Update on Antranig's Nexus work

Goal for review:

  • Connect to Nexus with browser-based client
  • View tree of Nexus components

Longer-term, working towards an authoring environment.

Curent work:


State that needs to be established by configuration:

  • Peers constructed
    • Peer component path
    • Peer grade name(s)
  • Model relay rules relating peers
    • Component paths of source/target peers
    • Model paths of source/target peers
    • Relay rules
  • WebSocket bindings between peers and external devices

Current process to establish above state:

The aim of the discovery work is to simplify or remove the work needed to establish a working configuration:

Use cases

  • A MIDI keyboard is plugged into a computer running a synthesizer
    • A UI is displayed offering options on how it should be configured
  • Someone brings a personal tablet into proximity with a kiosk -- the kiosk may be operated from the tablet [this was oringially an idea from Cloud4All and we would need to check with Gregg and Matthias to check and see if it would be suitable for a P4A demo]
  • => HELP <=

If we stick with music, could we integrate Tony's music work?

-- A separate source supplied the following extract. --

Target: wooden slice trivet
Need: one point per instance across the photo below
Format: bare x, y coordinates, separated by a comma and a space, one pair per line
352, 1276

  • Music notation visualization
  • Highlights as you play the melody (maybe does not move on to the next note if you don't hit the right one)

Single switch sequencer

Mobile smart single switch that pairs with GPII enabled device.

We need to distinguish Nexus from AsTeRICS:

  • Discovery and auto-configuration

Demo idea: show Antranig's visualizer during discovery: see configuration being automatically added


  • --> The "co-occurence engine" will construct the peers. Relay could be either internal or external to the peer definition itself, since this will be a detail that can be configured in the "co-occurrence recipe specification"
  • --> "co-occurrence rules" will have a semantic/structural form a little as if they were kinds of RegExps targetted against the entire tree (thankfully we will express them as JSON to avoid the horrour that is PARSING)
  • ----> A kind of "prior art" in a kind of distant cognitive sense is the *SMIRKS REACTION TRANSFORM LANGUAGE* : P - in that this is a dialect expressing the possibility for co-occurrence of CERTAIN THINGS in which the result is the instantiation of OTHER THINGS
  • ----> Our situation isn't quite as complex as SMIRKS since we don't propose the destruction of the reactants (we will consider these immutable as most things morally are in Infusion), but nonetheless we will need some kind of cognate of "capturing groups" that will allow specific elements in the reaction products to bind onto particular elements in the reactants
  • How to know what types of things are connected?
    • Grade of peer?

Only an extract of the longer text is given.